A data storage system based on biomolecules,
An E. coli master DNA file containing the physical DNA sequence of E. coli;
An ASCII map having 256 characters and 256 combinations of 4-base DNA sequences called nibbles;
Create a dictionary by associating characters corresponding to each nibble,
Map the nibble with the sequence sequence of the E. coli;
Positioning all the nibbles on the E. coli sequence;
For each nibble, generate a pointer file that stores the position of each nibble;
Reads input data and stores each character of the data in a first structural format;
Obtaining each character from the input data, searching the dictionary for the nibble corresponding to the character;
Store the previously searched nibble in a second structure format;
Creating a second structural format file containing the searched nibble;
Obtaining the nibble from the file in the second structure format and searching for a corresponding pointer file;
Expand the pointer file containing the position of the nibble to obtain a first position of the nibble;
Storing the obtained first position in a third structure format;
Creating and storing the pointer file in a third structure format;
Use the pointer file to retrieve complete data by mapping the nibble position on the E. coli sequence;
A data storage system that allows to directly map page / index locations using the pointer file.

The biomolecule of claim 1, wherein the biomolecule is a naturally occurring or synthetically produced deoxyriboic acid (DNA), ribonucleic acid (RNA), protein, primary metabolite, secondary metabolite, complex thereof, and other combinations.
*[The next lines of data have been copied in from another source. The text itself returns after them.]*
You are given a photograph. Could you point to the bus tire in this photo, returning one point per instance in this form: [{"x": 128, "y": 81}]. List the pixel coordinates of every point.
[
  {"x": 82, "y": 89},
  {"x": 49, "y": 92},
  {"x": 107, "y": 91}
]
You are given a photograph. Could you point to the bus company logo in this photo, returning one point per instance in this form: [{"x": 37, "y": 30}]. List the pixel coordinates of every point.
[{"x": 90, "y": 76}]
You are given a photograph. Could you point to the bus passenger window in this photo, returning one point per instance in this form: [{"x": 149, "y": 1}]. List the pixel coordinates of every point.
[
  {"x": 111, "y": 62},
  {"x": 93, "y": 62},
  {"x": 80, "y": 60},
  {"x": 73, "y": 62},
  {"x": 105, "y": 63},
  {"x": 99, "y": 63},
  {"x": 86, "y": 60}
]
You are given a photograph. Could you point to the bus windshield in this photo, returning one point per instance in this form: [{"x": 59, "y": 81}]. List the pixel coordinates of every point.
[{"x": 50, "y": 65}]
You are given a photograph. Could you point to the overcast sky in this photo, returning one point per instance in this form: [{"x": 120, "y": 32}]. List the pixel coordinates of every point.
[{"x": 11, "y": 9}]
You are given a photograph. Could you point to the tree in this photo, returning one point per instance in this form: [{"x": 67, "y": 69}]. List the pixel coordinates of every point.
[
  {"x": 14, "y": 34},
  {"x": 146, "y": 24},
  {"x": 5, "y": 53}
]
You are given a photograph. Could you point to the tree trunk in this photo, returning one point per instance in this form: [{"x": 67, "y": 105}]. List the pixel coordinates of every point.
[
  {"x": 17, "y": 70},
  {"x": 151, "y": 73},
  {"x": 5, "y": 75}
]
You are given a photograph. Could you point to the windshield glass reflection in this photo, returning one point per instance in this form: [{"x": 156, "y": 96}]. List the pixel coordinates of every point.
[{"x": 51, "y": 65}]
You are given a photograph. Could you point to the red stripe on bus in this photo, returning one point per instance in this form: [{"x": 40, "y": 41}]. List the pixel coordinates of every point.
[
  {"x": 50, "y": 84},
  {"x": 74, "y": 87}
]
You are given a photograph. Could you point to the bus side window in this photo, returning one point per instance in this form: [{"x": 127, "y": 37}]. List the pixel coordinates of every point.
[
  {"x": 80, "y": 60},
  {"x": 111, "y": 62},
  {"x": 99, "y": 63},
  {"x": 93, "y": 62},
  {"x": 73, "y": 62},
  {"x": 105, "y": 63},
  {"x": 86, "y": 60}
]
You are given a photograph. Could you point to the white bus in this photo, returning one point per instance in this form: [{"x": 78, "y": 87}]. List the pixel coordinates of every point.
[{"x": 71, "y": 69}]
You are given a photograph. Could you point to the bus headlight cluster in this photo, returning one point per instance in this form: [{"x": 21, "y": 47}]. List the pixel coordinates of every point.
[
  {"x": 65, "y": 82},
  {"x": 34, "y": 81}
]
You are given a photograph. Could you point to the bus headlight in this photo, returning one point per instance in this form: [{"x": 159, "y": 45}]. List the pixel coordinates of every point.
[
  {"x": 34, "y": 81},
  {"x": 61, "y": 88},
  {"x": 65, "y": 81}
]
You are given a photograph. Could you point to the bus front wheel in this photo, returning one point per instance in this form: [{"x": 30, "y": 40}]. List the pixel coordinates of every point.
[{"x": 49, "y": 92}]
Biomolecule-based data storage system.

The biomolecule-based data storage system according to claim 2, wherein the biomolecule is a prokaryotic organism or a eukaryotic microorganism.

The biomolecule data storage system according to claim 1, wherein the input data is text, a photograph, a moving image, voice, or the like.

The characters are upper and lower case letters, special characters, numbers, tabs, line feeds, carriage returns, and other characters of the script, such as letters, Bengali, Spanish, Chinese, Japanese, Italian, French, The biomolecule-based data storage system according to claim 1, which is not limited to German, Portuguese, Polish and the like.

The biomolecule-based data of claim 1, wherein the structured format is an array, stack, graph, tree, queue, linked list, hash map, list, vector, dictionary, union, set and other formats. Storage system.

2. The biomolecule-based data storage system according to claim 1, wherein the data is converted by one of a decimal number system, a binary number system, a hexadecimal number system, an octal number system, and another number system.

The biomolecule-based data storage system according to claim 1, wherein a combination of 4-base DNA is generated in less than 25% of the physical DNA of E. coli.

8. The biomolecule base according to claim 1 or 7, wherein only the first position of each nibble is stored in the pointer file so that the data is stored in less than 25% of E. coli physical DNA. Data storage system.

The biomolecule-based data storage system according to claim 1, wherein the data is directly encoded into a protein sequence.

The biomolecule-based data storage system of claim 1, wherein only the computational DNA is used to eliminate the need for physically synthesized and sequenced DNA.

The biomolecule according to claim 1, wherein the biomolecule can be used for a virtual DNA shuffle keyboard integrated with a secure access network for inputting other information, and a DNA base is written instead of a normal character according to mapping. Based data storage system.